International Women’s Day is often framed as a day to celebrate groundbreaking achievements and society wide change enacted by women throughout history, and Nicola Valley Women in Action says while that’s certainly a part of it – the day is also about recognizing the countless ways that women in Merritt make a difference every day. 

Women’s Day was first celebrated on March 19, 1911 in Austria, Denmark, Germany, and Switzerland, where the public events that day drew over 1 million people who showed their support. In 1975, the United Nations declared that year as International Women’s Year, and began celebrating March 8 as International Women’s Day. Ahead of this year’s celebration, the Herald sat down with Megan Fulcher, a board director for Nicola Valley Women in Action, to talk about the group’s continued local efforts to recognize and celebrate local women nominated by their family, friends, and fellow community members. 
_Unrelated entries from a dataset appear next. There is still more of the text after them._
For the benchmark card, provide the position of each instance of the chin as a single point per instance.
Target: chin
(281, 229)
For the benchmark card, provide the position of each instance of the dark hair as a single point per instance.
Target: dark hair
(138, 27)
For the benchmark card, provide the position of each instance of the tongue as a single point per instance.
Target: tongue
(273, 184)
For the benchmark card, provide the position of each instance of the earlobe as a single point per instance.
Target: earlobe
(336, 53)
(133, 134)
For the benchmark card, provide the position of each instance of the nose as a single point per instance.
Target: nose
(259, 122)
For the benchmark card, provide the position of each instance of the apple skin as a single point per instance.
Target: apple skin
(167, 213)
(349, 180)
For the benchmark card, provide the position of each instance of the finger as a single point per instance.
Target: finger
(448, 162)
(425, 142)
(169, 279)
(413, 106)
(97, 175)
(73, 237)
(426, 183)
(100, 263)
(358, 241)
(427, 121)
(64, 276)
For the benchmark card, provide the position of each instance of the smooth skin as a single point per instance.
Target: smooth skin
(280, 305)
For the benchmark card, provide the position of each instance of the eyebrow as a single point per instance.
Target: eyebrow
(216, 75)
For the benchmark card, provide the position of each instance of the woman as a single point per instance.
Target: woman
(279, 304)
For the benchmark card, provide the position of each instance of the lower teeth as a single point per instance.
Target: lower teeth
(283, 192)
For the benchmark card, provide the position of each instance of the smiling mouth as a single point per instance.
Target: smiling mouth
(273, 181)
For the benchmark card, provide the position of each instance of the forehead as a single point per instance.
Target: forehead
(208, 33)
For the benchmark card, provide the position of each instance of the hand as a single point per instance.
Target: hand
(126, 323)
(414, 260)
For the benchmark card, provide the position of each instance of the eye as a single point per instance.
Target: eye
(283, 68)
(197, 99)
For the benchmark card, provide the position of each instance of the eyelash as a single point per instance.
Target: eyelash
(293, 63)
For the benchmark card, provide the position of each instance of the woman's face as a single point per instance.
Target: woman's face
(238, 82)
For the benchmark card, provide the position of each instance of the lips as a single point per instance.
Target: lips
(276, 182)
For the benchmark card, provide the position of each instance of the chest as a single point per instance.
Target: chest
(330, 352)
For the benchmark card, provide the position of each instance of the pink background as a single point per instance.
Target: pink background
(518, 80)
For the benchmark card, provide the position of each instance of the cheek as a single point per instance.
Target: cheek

“What I love about it is that it’s an opportunity to highlight all of the small or big things that women do in our community that are often unrecognized, because it could be that caretaker role,” said Fulcher.

“I think one of my favourite nominations was a lady who nominated her neighbour, because when she was sick, the neighbour went and picked up groceries for her. It doesn’t have to necessarily be this massive movement, it can be and some of our nominees have been, but it can also just be small things.”

NVWIA has been hosting their annual celebration for nearly two decades, with this year’s ceremony recognizing local women being their 19th. The organization’s board of directors, which consist of Fulcher and six others, work year round to organize the International Women’s Day event, which usually consists of that year’s nominees receiving their awards, followed by a reception. 

Nominations are open year round, although a January deadline is set for the March ceremony, and are open to anyone looking to nominate a woman in their life that has made an impact on them or the community. Fulcher noted that there is no adjudication process for nominations, besides verifying basic information.

“Over the years, we’ve had many people decline, and often it’s because they don’t think they’ve done anything special,” noted Fulcher.

“We don’t turn away any nominations, because somebody obviously thought it was worth their time to nominate the people, so they made enough a difference in their lives.”

In addition to organizing annual International Women’s Day programming, NVWIA also administers the Merritt RCMP’s Victim Services program, which is made up of a specialized team of case workers within the detachment who are committed to providing support and vital services to those affected by crime and their families. Both case workers were nominated as a part of this year’s celebration.

Fulcher said that NVWIA invited everyone to join in on the celebration, and urged Merrittonians to submit any nominations for next year’s event throughout the year. This year’s International Women’s Day celebration will be held on March 8 from 6:00 to 8:00pm at the Merritt Civic Centre, and will feature the recognition ceremony, young local musicians playing piano, refreshments, and cake.